Compact surface with Gaussian curvature 0 everywhere

Question

I'm trying to give an example of a compact surface $S\subset\mathbb{R}^3$ with constant zero Gaussian curvature for all $p\in S$. I know that a plane would have constant zero Gaussian curvature, but it is not compact, so I wonder if part of the plane, for example, $\{(x,y,0):x^2+y^2\leq1\}$, the unit closed disk on the $xy$ plane in $\mathbb{R}^3$. This disk is a subset of $\mathbb{R}^n$ and it's closed and bounded, so by Heine-Borel it should be compact? On the other hand, there is the theorem stating that for a compact oriented surface $S\subset\mathbb{R}^n$, $\exists p\in S$ such that the second fundamental form at $p$ is definite, but would this indicate that the Gaussian curvature must be nonzero at at least one point on a compact surface?

Answer 1

If $M\subset \mathbb{R}^2$ is a compact surface, consider a family of Spheres $S_r(p)$ for some $p\in \mathbb{R}^2$. There will be a smallest radius $r_0>0$ such that $M$ is contained completely in the ball bounded by $S_{r_0}$ - for that radius $r_0$, the sphere $S_{r_0}$ will touch the surface $M$ in (at least) one point with $M$ being 'inside' of that sphere. It is an elementary exercise in manipulation of the second fundamental form that in this case the Gauss curvature of $M$ has to be as large or larger than the Gauss curvature of the sphere (which is $\frac{1}{r_0}>0$).
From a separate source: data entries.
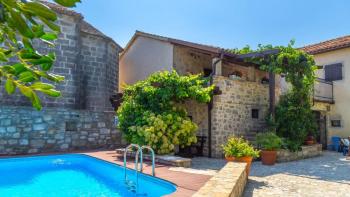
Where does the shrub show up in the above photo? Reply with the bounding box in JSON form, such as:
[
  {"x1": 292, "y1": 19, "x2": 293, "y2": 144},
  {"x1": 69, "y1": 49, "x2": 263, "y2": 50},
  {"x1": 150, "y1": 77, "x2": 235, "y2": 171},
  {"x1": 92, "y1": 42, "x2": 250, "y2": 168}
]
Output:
[
  {"x1": 117, "y1": 70, "x2": 214, "y2": 154},
  {"x1": 256, "y1": 132, "x2": 282, "y2": 151},
  {"x1": 222, "y1": 137, "x2": 260, "y2": 158},
  {"x1": 275, "y1": 92, "x2": 317, "y2": 151}
]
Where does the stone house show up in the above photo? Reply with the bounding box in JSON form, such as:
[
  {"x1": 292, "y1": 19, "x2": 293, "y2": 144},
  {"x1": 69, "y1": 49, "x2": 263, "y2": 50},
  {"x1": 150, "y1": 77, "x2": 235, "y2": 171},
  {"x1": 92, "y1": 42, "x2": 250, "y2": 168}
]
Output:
[
  {"x1": 299, "y1": 35, "x2": 350, "y2": 148},
  {"x1": 120, "y1": 31, "x2": 278, "y2": 158},
  {"x1": 0, "y1": 3, "x2": 123, "y2": 155}
]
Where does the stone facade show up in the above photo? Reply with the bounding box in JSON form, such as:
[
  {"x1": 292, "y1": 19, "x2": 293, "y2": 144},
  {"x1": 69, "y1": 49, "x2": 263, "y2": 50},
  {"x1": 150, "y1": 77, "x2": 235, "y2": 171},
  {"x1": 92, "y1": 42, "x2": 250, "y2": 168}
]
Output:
[
  {"x1": 0, "y1": 5, "x2": 122, "y2": 155},
  {"x1": 173, "y1": 45, "x2": 212, "y2": 75},
  {"x1": 172, "y1": 45, "x2": 271, "y2": 158},
  {"x1": 276, "y1": 144, "x2": 322, "y2": 162},
  {"x1": 211, "y1": 76, "x2": 269, "y2": 158},
  {"x1": 193, "y1": 162, "x2": 247, "y2": 197},
  {"x1": 0, "y1": 10, "x2": 121, "y2": 111},
  {"x1": 0, "y1": 106, "x2": 121, "y2": 155}
]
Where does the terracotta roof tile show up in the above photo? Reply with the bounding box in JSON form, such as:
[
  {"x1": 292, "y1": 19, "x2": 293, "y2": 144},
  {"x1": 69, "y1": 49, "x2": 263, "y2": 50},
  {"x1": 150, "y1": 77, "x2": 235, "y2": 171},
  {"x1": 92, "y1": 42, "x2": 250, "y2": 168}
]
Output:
[{"x1": 302, "y1": 35, "x2": 350, "y2": 54}]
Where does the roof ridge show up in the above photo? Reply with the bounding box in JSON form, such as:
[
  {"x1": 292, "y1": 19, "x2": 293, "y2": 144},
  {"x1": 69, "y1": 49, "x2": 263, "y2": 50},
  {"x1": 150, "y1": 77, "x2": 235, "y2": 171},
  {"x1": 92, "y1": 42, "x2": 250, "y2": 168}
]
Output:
[{"x1": 135, "y1": 30, "x2": 222, "y2": 52}]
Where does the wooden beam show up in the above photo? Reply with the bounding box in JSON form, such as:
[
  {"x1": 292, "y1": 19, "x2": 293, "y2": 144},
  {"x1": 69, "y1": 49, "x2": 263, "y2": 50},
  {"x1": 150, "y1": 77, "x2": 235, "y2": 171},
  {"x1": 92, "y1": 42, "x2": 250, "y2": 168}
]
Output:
[
  {"x1": 269, "y1": 71, "x2": 276, "y2": 116},
  {"x1": 236, "y1": 49, "x2": 280, "y2": 60}
]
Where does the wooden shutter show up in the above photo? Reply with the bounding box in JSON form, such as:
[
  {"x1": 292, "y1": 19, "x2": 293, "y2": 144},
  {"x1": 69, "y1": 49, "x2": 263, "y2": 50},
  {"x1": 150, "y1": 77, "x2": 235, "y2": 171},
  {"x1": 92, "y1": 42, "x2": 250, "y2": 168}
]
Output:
[{"x1": 325, "y1": 63, "x2": 343, "y2": 81}]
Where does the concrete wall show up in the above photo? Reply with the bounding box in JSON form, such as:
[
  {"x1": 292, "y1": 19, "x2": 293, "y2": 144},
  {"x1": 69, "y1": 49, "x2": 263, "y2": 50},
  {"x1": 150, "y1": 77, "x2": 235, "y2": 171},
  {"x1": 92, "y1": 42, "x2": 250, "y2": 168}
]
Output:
[
  {"x1": 312, "y1": 48, "x2": 350, "y2": 139},
  {"x1": 119, "y1": 36, "x2": 173, "y2": 91}
]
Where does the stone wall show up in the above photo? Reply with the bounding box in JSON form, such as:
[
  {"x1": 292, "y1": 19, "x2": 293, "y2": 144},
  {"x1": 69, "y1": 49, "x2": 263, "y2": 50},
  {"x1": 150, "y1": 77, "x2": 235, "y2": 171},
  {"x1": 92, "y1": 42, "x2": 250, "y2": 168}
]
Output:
[
  {"x1": 173, "y1": 45, "x2": 212, "y2": 75},
  {"x1": 193, "y1": 162, "x2": 247, "y2": 197},
  {"x1": 0, "y1": 13, "x2": 120, "y2": 111},
  {"x1": 0, "y1": 8, "x2": 122, "y2": 155},
  {"x1": 277, "y1": 144, "x2": 322, "y2": 162},
  {"x1": 0, "y1": 106, "x2": 121, "y2": 155},
  {"x1": 211, "y1": 76, "x2": 269, "y2": 158}
]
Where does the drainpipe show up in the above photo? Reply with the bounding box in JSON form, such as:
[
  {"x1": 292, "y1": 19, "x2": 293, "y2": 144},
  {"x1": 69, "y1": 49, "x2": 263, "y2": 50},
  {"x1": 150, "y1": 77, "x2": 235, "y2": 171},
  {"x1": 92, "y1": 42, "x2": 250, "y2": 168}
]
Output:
[{"x1": 208, "y1": 50, "x2": 224, "y2": 158}]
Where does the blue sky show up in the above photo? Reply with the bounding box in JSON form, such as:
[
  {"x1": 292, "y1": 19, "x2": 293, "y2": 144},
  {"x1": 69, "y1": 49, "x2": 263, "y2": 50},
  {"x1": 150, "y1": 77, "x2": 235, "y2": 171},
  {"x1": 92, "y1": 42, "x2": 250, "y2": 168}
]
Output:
[{"x1": 73, "y1": 0, "x2": 350, "y2": 49}]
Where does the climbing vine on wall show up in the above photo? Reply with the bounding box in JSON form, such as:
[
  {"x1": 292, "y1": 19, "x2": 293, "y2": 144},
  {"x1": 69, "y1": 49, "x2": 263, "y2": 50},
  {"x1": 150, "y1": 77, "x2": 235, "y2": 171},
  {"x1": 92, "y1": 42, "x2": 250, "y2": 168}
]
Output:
[
  {"x1": 117, "y1": 70, "x2": 214, "y2": 154},
  {"x1": 230, "y1": 40, "x2": 317, "y2": 151}
]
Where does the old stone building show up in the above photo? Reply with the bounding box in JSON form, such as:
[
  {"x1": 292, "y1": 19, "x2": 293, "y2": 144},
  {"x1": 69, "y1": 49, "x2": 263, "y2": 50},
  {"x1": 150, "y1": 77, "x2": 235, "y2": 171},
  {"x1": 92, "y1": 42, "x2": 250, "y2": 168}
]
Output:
[
  {"x1": 120, "y1": 31, "x2": 276, "y2": 158},
  {"x1": 0, "y1": 3, "x2": 123, "y2": 155}
]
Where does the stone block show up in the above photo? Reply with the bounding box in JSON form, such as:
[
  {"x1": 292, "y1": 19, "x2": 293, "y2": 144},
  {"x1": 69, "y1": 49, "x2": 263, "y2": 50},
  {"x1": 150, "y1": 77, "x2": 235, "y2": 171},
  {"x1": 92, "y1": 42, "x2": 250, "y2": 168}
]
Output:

So your suspicion is right, such a surface $M$ cannot exist as a submanifold of $\mathbb{R}^2$

This does not mean it cannot exist as an abstract manifold, though. But for that case there is a constraint implied by the Theorem of Gauss-Bonnnet, which, for a compact surface withoug boundary says that $$\int_M K \, dA = 2 \pi \chi(M)$$ where $\chi(M)$ is the Euler characteristic of $M$. This means that if $M$ has zero Gauss curvature everywhere, the integral and consequently the Euler characteristic of $M$ has to vanish. This is only possible if $M$ is homeomorphic to a torus.

Edit in response to a comment: an example of such a torus actually does exist. If you look at a square in $\mathbb{R^2}$ and pairwise identify the opposite edges you obtain a manifold diffeomorphic to a torus. If you take the induced metric from $\mathbb{R}^2$ then this torus will be flat, i.e. the Gauss curvature will be $=0$ everywhere.